Democratic Gov. Andrew Cuomo, who appointed Abdus-Salaam to the state’s Court of Appeals in 2013, called her a “trailblazing jurist.”
“As the first African-American woman to be appointed to the state’s Court of Appeals, she was a pioneer,” Cuomo said. “Through her writings, her wisdom and her unshakable moral compass, she was a force for good whose legacy will be felt for years to come.”
Former Gov. David Paterson knew Abdus-Salaam for 45 years.
“I can’t think of a person who could even serve on the United States Supreme Court that would be more prepared or apt,” he told WCBS 880’s Alex Silverman. “Wonderful human being, kind of like Rudyard Kipling wrote, ‘to walk with kings and retain the common touch.’ That was Sheila.”
Abdus-Salaam was also the first Muslim woman judge in the United States. In a tweet, Mayor Bill de Blasio called her a “humble pioneer.”

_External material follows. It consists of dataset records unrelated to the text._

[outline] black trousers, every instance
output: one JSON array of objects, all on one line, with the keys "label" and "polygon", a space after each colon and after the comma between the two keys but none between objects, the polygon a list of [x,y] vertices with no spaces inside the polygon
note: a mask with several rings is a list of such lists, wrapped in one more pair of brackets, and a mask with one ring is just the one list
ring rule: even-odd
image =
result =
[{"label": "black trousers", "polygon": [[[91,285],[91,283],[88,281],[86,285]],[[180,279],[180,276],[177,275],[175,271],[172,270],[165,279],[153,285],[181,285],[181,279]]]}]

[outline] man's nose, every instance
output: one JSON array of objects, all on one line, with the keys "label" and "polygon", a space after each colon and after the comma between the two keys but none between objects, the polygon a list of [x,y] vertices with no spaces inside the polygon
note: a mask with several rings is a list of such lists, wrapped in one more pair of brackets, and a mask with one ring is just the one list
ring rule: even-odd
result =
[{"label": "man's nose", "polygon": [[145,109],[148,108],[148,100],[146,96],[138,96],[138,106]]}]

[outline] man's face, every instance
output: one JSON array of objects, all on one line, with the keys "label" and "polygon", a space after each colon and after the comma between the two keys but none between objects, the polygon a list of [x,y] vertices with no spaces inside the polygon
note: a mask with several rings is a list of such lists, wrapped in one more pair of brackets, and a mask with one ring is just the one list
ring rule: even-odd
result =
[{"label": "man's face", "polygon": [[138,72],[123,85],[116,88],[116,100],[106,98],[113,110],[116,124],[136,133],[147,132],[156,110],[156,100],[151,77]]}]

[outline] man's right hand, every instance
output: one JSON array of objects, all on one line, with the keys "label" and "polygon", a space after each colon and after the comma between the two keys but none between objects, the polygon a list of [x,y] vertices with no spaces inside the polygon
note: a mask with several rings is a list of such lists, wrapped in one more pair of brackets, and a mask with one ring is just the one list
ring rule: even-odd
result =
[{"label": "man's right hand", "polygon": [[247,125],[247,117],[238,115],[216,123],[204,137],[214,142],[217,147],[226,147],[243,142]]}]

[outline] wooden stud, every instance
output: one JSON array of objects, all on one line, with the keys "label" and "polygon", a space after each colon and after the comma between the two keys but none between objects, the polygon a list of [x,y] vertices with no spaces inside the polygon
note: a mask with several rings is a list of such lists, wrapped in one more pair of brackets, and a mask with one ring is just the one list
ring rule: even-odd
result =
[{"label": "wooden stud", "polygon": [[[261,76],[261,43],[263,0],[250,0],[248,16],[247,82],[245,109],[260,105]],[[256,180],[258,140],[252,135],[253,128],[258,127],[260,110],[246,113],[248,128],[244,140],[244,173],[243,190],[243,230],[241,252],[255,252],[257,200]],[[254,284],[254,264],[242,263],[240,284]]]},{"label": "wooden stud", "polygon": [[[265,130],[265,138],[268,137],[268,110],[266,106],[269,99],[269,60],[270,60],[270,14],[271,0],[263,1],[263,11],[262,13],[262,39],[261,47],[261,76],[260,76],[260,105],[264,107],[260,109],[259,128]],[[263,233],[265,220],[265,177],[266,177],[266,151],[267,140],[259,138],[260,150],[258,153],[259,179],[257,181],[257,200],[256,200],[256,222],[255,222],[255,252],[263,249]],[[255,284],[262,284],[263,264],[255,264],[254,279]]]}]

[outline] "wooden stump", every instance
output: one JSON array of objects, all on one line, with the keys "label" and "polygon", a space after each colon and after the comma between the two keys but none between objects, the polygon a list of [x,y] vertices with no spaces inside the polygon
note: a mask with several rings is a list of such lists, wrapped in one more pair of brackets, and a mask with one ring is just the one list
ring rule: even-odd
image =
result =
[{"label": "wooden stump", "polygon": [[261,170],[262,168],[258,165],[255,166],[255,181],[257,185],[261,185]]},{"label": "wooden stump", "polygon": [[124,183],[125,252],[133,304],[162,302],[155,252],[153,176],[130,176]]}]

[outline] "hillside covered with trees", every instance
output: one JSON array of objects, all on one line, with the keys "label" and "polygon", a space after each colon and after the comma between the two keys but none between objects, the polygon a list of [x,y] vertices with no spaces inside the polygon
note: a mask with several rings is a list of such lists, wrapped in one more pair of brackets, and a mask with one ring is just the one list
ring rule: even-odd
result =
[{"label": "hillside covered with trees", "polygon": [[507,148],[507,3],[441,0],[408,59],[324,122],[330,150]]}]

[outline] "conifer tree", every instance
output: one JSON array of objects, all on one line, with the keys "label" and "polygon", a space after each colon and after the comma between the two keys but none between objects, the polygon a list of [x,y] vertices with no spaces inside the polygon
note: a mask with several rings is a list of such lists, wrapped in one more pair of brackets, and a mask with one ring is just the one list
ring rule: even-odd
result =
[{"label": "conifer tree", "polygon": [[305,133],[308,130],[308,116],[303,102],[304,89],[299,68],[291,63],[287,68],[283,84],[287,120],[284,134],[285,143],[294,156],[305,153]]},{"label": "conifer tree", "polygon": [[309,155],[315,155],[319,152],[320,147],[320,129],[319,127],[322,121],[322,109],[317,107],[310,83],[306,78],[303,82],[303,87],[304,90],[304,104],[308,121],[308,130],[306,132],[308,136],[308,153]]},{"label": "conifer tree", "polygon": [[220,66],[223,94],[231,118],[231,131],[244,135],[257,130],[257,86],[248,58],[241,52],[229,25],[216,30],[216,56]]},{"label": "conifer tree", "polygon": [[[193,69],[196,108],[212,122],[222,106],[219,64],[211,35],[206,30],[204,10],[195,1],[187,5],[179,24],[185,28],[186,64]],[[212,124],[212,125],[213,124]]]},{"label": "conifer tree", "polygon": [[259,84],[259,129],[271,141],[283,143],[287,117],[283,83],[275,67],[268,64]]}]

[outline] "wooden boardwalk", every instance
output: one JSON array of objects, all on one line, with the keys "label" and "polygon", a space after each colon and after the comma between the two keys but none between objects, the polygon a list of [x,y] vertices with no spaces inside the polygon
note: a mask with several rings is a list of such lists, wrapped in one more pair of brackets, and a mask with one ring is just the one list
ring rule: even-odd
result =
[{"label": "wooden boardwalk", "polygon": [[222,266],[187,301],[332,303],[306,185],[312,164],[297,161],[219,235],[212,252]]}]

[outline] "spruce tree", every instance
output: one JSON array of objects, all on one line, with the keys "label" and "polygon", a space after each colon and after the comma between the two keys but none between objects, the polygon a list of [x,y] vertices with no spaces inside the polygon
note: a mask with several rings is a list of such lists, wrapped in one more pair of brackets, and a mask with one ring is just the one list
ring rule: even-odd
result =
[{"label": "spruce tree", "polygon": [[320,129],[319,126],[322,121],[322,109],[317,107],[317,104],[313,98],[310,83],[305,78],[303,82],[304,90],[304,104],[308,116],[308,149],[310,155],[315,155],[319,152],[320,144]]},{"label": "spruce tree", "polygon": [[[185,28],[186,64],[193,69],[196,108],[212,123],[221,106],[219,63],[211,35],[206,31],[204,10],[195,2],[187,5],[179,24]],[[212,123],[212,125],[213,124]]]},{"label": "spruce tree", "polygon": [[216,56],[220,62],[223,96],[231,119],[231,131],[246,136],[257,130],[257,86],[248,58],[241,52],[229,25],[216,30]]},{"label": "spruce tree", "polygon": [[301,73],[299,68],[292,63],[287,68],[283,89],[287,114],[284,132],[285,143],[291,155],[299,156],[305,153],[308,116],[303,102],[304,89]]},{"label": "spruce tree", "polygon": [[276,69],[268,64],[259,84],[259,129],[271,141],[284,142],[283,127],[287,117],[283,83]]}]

Chief Judge Janet DiFiore said her colleague will be “missed deeply.”
Police sources told CBS2 Abdus-Salaam’s family and friends said the judge had been struggling with depression.
Since here were no signs of trauma reported, the NYPD is trying to determine how and why her body ended up in the Hudson.
Although her death is being considered suspicious, police say there are still no signs of obvious criminality at this time.